Maciej Obara quartet © Mikolaj Zacharow

Les soirées publiques, festivalières, ont proposé des concerts assez variés, avec des programmes grand public mais quelques esthétiques plus audacieuses. Le groupe PESH, formé ici même l’année dernière, s’est produit le dimanche soir, ainsi que la pianiste Delphine Deau en solo.
Mary Lattimore a ouvert la série du lundi avec une proposition solo de harpe avant que le quartet du saxophoniste polonais Maciej Obara ne vienne enchanter le public avec son quartet habituel, avec le batteur Gard Nielssen qui colle parfaitement au phrasé du leader. Puis le Norvégien Stian Westerhuis – en charge d’un des cinq groupes de jeunes – présente son trio de headbangers, Pale Horses, avec le batteur Erland Dahlen (également en charge d’un groupe) : une fin de soirée secouée.
Le lendemain soir, c’est le trio Jane in Ether (Magda Mayas - piano, Miako Klein - flûte à bec basse, Biliana Voutchkova - violon). Pure improvisation, baguettes dans le piano, sonorités frottées, comme un grand accord, un drone, qui passerait de main en main, l’interaction est palpable et ancrée. La musique éthérée, justement.

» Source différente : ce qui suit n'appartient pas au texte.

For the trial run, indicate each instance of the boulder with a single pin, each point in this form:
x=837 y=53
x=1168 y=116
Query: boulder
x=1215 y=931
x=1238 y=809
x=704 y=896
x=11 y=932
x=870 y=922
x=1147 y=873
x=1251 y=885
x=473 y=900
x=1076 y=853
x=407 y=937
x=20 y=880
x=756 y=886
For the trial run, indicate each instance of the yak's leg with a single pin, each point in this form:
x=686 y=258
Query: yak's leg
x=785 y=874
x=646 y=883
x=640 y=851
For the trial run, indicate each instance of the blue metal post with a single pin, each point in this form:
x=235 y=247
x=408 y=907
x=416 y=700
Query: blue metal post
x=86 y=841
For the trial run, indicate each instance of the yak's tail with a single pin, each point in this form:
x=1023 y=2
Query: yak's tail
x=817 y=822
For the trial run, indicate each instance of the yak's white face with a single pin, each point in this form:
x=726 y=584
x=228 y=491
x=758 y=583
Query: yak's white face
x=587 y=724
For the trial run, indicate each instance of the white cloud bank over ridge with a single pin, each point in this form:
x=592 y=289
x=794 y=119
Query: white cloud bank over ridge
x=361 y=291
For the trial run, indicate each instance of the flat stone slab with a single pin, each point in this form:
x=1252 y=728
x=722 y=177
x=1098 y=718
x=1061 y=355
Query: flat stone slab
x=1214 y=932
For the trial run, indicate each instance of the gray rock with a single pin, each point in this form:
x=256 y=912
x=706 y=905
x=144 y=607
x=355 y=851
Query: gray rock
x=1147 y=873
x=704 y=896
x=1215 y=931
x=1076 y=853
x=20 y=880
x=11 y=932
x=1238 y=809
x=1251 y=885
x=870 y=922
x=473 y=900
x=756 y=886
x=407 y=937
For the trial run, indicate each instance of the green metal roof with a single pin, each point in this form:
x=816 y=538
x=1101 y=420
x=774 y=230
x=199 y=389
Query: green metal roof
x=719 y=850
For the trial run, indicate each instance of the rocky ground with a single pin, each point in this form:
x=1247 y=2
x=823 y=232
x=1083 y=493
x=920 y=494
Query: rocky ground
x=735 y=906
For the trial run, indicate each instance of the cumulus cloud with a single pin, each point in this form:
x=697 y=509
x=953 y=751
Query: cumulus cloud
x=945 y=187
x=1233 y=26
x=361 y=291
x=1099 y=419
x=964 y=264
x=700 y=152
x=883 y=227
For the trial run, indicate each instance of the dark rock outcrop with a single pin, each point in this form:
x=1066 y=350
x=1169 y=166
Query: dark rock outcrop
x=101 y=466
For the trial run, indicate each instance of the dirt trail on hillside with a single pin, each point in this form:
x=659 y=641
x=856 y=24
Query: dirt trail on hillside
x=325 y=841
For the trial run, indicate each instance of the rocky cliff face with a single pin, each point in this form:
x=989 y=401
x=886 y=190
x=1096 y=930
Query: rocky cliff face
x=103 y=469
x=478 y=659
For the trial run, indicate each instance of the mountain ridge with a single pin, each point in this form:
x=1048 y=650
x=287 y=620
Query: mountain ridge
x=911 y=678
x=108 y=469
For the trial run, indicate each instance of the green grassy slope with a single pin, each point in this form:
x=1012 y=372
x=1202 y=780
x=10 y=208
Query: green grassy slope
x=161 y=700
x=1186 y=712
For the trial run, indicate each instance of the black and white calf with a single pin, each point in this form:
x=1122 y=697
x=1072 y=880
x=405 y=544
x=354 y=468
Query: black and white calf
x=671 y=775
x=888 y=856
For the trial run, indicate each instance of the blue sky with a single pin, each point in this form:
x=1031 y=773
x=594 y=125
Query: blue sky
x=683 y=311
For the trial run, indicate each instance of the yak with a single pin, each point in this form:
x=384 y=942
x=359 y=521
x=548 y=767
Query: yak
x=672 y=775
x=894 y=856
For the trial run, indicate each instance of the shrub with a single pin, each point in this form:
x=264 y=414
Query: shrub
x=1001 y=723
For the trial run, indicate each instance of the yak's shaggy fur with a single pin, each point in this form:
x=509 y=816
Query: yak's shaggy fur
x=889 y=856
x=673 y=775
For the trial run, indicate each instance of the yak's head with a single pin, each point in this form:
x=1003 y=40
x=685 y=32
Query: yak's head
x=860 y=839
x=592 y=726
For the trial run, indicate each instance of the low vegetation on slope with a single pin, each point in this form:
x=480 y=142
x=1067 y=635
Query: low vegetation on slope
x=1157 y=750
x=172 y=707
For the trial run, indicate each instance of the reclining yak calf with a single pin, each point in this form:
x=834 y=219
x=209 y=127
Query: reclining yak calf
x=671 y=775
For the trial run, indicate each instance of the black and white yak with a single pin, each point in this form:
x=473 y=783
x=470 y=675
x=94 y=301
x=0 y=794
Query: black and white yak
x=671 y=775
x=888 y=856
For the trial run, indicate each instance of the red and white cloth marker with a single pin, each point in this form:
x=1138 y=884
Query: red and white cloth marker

Petter Eldh Quartet © Mikolaj Zacharow

Le quartet de Petter Eldh, qui suit, est composé de son fidèle partenaire Otis Sandsjö au saxophone, du batteur anglais James Maddren et de la jeune flûtiste lettone – membre de l’académie - Ketija Ringa Karahona. Avec cette dernière, le groupe a dû répéter en amont et en quelques heures elle a su intégrer le répertoire, le jouer sur scène et impressionner tout le monde. Un nom à suivre avec certitude ! Le quartet joue plus venteux et plus altier que lors de leurs concerts précédents. Øyvind Larsen, directeur du Oslo Jazz Festival, me souffle à l’oreille que Petter Eldh, c’est le Millenium Mingus, il a raison. Cette musique est universelle et imagée. Les soli de Eldh sont courts et intenses, d’une puissance impériale.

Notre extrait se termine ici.